There is a barn on Baker Road.
Dickerson Road rambles out of East Nashville and gives way to Springfield Highway somewhere north of Goodlettsville; city gives way to suburb, suburb gives way to what precious little patch of rural life is left in Davidson County.
Just after the highways diverge is Baker Road, a ribbon of concrete not unlike many others in the outlying parts of Davidson County.
And on Baker Road, there is a barn, not unlike many others.
In that barn lives a candidate for state representative.
According to his filing with the Davidson County Election Commission, District 50 Republican hopeful Charles Williamson — who gained a modicum of fame in 2010 with an Internet ad casting a comparison between bison feces and his then-opponent Rep. Mike Turner — lives in that barn.
According to Metro Codes, that barn is not approved for human occupancy.
So why is Williamson living in a barn when he owns a million-dollar mansion 17 miles away on Safety Harbor Cove?
Williamson told The Tennessean it’s because he wanted to spend more time on the farm, hanging out with his bison and what have you.
But, of course, there’s probably another reason.
The Safety Harbor home — he used the address for his 2010 run — is in Turner’s district.
The barn is in District 50, left without an incumbent as longtime Rep. Gary Moore opted against running for re-election.
That decision to bunk in the barn seems easy enough to understand — if a little cynical — but the question of whether Williamson can use the barn as his home address is a little more esoteric.

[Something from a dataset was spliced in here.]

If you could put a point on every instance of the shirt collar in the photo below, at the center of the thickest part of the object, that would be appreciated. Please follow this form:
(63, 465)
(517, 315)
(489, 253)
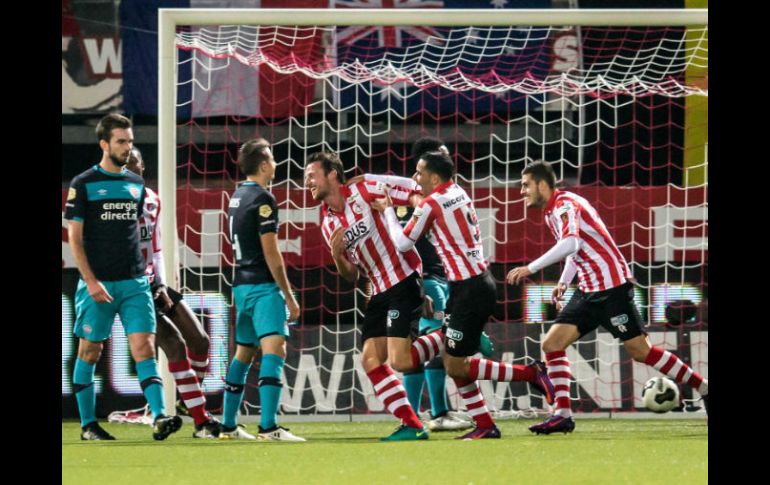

State law requires that “residences” be used as addresses for voting purposes. Metro Codes says the barn isn’t technically a residence; Williamson isn’t sure if the error is his fault or the codes department’s.
And here’s the weirdest thing: It really doesn’t matter where Williamson lives.
The Tennessee Constitution requires only that state representatives live in the county they intend to represent. Perceptions aside — sometimes voters bristle at “outsiders” representing them — Williamson is on the right side of the county line and right side of the constitutional requirement.
Whether he’s on the wrong side of the politics is another matter entirely.